Breaking: Egan Foote to Form Own Finger Jousting League
Spurned by self-proclaimed Lord of the Joust, and Egan-proclaimed life-long virgin, Julian Gluck, in his challenge to joust the World Finger Jousting Federation President, Egan Foote is reportedly going to start his own finger jousting league. Details are still unknown at this time, but Egan has never been one to back down from a challenge, or to make promises he can’t keep.
The speculation began after the following exchange on Little Rock, Arkansas’ KARN-FM radio morning show:
Foote: … and that’s what I think of NAFTA.
DJ: Interesting stuff, Egan, interesting stuff. Now let’s move on to your ongoing feud with the World Finger Jousting Federation and its President, Julian Gluck.
Foote: Gulp! I thought this might come up. Ok, fire away.
DJ: So, tell us about the feud…
Foote: Well, Mr. Disc Jockey, it’s very simple: I appeared on another radio station a couple of weeks ago – no competitor of yours, I assure you! – and made some comments about the World Finger Jousting Federation after reading a humorous commentary on the Riding with Rickey world wide web site. In my statement I challenged Mr. Gluck to a finger joust on his terms. Not only… uh… did the coward not respond, but he banned me from his world wide web site. I then re-issued my challenge but once again the coward did not respond.

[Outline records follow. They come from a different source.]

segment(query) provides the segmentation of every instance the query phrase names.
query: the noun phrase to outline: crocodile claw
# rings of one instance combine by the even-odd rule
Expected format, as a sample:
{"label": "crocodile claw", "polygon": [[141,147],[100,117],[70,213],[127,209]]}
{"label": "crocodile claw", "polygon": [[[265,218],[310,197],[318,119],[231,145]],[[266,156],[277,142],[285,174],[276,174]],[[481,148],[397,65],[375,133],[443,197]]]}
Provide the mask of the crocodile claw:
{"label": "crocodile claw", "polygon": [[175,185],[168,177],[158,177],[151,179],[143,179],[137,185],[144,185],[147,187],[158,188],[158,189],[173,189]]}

DJ: So it looks like there’s no battle for Egan’s saber rattle! (rings cowbell repeatedly)
Foote: It appears not. All this training and getting back into finger jousting shape for nothing! Maybe I’ll just start my own finger jousting league!
DJ: Well, good luck with that. We’ll be right back with The Nine’s Scott Wolf after a word from our sponsors…
Foote: Scotty’s going to be here? [cut off]
While Mr. Foote’s appearance is far from confirmation, an astute Hot Foote reader uncovered a filing with the US Patent and Trademark Office to take over the mark of the now-defunct North American Association of Men Battling Little Appendages (or NAMBLA).